Matthew 9:16-17

16 No one puts a piece of unshrunk cloth on an old garment; for the patch pulls away from the garment, and the tear is made worse.

17 Nor do they put new wine into old wineskins, or else the wineskins break, the wine is spilled, and the wineskins are ruined. But they put new wine into new wineskins, and both are preserved.”

Most of my commentaries say these verses are a warning that the dispensation of law and the dispensation of grace cannot be mixed. This cannot be right. Years later, Paul makes it very clear that he was the messenger of the dispensation of grace and that his message was a mystery up until that time. And Christ, in the very next chapter of Matthew, sends His 12 apostles out with these instructions: “Do not go into the way of the Gentiles, and do not enter a city of the Samaritans. But go rather to the lost sheep of the house of Israel. And as you go, preach, saying, ‘The kingdom of heaven is at hand'” (Matthew 10:5-7). So He certainly isn’t referring to the Church as the Body of Christ—a group that none of His listeners had never heard of and couldn’t possibly know would ever exist.

Morgan and Pentecost do make good cases that Christ, in these verses, is warning not to force the kingdom He is offering onto the old system of the Pharisees or on the superseded message of John the Baptist.

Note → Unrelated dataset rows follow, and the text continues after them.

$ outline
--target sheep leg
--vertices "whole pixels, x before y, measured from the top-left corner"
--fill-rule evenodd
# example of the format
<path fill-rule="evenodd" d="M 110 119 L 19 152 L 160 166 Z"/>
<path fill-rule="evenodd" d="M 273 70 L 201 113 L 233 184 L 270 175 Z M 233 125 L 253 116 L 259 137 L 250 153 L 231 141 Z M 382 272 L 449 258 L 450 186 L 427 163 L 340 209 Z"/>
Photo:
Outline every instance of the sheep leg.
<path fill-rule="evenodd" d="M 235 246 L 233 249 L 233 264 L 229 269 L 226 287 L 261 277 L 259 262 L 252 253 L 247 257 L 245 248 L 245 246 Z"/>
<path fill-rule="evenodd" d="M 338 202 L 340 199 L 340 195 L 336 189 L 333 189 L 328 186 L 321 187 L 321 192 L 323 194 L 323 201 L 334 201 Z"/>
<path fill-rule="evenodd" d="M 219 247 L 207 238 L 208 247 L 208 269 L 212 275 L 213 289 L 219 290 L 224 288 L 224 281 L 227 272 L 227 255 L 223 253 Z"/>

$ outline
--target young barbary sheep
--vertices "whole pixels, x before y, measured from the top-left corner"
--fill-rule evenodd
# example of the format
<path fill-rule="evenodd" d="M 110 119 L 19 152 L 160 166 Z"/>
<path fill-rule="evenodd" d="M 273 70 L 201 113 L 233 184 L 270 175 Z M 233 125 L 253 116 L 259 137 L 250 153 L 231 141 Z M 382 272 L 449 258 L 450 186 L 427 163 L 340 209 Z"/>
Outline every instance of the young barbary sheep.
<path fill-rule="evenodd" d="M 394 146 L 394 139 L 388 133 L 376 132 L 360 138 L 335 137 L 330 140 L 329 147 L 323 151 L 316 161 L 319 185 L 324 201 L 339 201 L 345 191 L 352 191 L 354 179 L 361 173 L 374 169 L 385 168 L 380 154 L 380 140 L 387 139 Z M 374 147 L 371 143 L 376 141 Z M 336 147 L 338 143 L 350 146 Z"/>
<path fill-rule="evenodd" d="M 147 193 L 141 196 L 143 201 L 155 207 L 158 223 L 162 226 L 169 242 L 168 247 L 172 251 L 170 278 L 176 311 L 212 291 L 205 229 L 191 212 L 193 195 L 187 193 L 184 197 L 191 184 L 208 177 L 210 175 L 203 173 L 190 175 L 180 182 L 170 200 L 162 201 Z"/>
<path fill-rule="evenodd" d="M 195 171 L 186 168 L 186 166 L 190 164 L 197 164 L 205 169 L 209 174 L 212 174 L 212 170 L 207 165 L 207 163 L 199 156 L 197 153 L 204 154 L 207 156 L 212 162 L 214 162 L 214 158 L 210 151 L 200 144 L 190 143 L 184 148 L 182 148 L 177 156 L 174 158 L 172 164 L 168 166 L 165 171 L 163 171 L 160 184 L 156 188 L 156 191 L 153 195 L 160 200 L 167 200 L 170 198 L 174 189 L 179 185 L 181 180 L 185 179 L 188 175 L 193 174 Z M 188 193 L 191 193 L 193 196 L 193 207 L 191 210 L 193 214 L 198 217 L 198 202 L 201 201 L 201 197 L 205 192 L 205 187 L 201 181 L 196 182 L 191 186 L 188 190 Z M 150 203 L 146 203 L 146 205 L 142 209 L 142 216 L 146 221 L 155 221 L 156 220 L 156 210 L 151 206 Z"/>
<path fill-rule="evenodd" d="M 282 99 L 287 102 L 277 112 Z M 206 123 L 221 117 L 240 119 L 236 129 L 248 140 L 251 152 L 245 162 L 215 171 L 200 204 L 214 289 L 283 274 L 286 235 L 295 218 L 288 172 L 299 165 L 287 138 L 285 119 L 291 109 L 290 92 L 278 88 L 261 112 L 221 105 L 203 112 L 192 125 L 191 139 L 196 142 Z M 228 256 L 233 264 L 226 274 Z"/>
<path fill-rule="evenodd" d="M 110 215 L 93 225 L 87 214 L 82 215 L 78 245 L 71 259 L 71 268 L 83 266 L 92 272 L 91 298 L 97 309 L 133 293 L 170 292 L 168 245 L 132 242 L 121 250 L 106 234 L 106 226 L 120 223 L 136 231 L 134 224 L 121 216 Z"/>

Thus the King said in effect to these questioning men [the disciples of John], Do not attempt to measure this new thing by that old thing. The old was right as long as it lased; but this is new. There are new motives, new forces, new impulses coming into play; and you must not try to place the new within the narrow limits of the old. It is Christ’s clear declaration that the new covenant [with Israel — the kingdom] which He had come to initiate, demanded new methods of expression; the purple of royalty, instead of the sackcloth of sorrow; the laughter of triumph, instead of the weeping of defeat. — Morgan, page 93.

To the Pharisees He said one cannot make an old garment acceptable by superimposing something new on it. And to John’s disciples He said that what He was offering could not be superimposed on Pharisaism so as to reform it. What He offered also could not be contained in the old system. Rather, what He was introducing had to be entirely separated from the old. The incident closed with Christ’s words that if men would taste His wine, that is, if they would accept what He was offering them [the kingdom], they would not want the old. However, the Pharisees, having tasted the old, were satisfied with it; they had no desire for what He was offering them. — Pentecost, page 157.